A thread that keeps some of it together is Notley’s search for what she calls The Old Language, something the dead use to communicate with each other, and that maybe we humans are all naturally predisposed to tap into occasionally—and that perhaps this is the aim of poetry.
“I’ve been trying to discover how the dead communicate with each other trying to overhear them”
“The language My father translated into English when he Spoke to me from death. Try to speak that, untranslated.”
“A poem is something you can have you read it and you have it.”
Just a few brief thoughts/notes — my first Alice Notley book, which I picked up because of how extensively Maggie Nelson has written about her in various works (probably mostly just in Women, the New York School, and Other True Abstractions). Perhaps not a great introduction to her work and one of Notley’s masterpieces are buried in her very prolific catalogue. Regardless, I now see how Notley has influenced Nelson, but unfortunately I mainly recognize my least favorite parts of Nelson’s works here in Being Reflected Upon.
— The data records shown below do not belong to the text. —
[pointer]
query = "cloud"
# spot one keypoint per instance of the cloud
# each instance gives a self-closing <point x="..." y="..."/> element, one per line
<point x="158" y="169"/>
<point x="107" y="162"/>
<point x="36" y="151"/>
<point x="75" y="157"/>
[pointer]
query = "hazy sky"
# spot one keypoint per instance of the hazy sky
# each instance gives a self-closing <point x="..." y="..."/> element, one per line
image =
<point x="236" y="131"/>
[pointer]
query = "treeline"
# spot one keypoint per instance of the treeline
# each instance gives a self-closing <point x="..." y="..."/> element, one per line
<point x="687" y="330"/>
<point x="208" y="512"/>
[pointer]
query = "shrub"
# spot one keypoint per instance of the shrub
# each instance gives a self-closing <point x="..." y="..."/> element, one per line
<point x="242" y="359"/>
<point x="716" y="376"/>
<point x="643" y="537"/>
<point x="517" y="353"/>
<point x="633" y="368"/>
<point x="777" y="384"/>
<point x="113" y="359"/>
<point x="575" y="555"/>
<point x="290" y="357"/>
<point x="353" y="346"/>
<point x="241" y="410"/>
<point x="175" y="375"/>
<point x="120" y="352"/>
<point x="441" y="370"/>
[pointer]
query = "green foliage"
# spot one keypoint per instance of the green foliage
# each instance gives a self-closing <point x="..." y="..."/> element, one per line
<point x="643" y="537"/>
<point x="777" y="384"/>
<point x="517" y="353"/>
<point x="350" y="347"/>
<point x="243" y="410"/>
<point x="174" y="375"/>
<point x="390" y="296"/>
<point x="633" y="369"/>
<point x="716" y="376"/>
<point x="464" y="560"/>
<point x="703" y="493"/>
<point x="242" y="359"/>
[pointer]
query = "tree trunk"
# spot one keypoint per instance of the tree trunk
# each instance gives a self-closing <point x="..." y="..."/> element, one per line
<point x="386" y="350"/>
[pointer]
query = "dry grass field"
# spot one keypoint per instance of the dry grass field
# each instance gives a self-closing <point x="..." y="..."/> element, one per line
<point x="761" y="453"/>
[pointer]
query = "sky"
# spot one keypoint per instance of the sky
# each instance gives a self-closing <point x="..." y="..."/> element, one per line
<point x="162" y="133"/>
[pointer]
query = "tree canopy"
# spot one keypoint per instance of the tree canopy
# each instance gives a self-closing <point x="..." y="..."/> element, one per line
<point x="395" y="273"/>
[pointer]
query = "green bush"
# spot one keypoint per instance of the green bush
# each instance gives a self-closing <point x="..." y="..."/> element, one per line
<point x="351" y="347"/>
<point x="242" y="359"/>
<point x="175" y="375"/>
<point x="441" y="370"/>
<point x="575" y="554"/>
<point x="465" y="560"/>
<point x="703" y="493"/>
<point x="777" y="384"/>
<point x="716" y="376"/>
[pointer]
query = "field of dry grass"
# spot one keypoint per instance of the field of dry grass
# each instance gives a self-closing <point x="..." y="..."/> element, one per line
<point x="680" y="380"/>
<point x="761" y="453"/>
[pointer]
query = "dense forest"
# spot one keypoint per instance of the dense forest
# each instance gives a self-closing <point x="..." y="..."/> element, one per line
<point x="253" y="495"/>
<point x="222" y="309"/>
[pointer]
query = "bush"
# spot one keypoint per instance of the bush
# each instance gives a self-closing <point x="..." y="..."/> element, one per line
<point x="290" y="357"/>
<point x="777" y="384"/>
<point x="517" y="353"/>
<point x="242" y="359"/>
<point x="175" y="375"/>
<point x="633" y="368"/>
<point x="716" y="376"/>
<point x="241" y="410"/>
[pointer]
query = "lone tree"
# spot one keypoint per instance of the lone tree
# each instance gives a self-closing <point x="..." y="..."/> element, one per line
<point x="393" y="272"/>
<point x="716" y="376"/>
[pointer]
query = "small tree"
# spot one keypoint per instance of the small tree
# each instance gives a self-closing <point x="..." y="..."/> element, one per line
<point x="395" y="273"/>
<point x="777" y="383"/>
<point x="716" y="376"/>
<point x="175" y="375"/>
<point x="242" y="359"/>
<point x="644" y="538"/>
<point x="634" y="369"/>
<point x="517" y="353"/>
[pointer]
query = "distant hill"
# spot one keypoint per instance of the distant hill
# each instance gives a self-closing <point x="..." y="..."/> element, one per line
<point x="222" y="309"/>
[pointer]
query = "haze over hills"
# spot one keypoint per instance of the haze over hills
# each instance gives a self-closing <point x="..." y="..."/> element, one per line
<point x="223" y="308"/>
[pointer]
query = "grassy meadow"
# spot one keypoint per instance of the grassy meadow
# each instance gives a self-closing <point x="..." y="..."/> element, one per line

The train of thought, at times barely sensual poetry (about repeatedly calling the cops on your neighbor because he plays music too loud for your sensitive ears? Please.) reminds me of Pathemata’s rambling complaints disguised as prose, which I didn’t care for. The highlights were quite high, though. Ultimately not for me.
This was my first time reading a full collection of Notley's poetry and I was not let down. She is infamously existential and this book was no exception. She ends the book with the phrase "it's always my time" and I am still confused about this decision. I'm not convinced she personally believes this. Living in France for years and claiming to not know French...this diva. Notley used the tab spacing a lot in this book--not sure if this is a normal stylistic choice--but I found its function to prove successful in creating a geography for her poetic within the structure of the line. Molecularly metaphysical many of the time. It's all just so unreal. She spent so much time away from writing before this book...I wonder how she decided what to tell the reader?
A memoir-in-verse from one of the living legends of American poetry. Notley mourns the death of her second husband, undergoes radiation treatment for cancer, and contemplates the role of poetry in a dying world. Her poetic voice is expansive, singular, restless, and fresh. My favorite poems were "Archival Quality I Remember," "The Fortune Teller," and "Survive." I am grateful to Penguin Books for the review copy.
Undeniable that each poem Notley writes is one that no one else could ever compose - I wanted to spend a week with each one, but I borrowed the collection from the library so I couldnt D: in that way, it was really hard to read this whole collection because every poem is so dense with meaning & the form is quite consistent so reading more than two or three in the row feels impossible!
Please listen to the audiobook, read by the poet in its entirety. I have not heard a voice like hers, words put together and read like that, about a mind I forgot I was living with.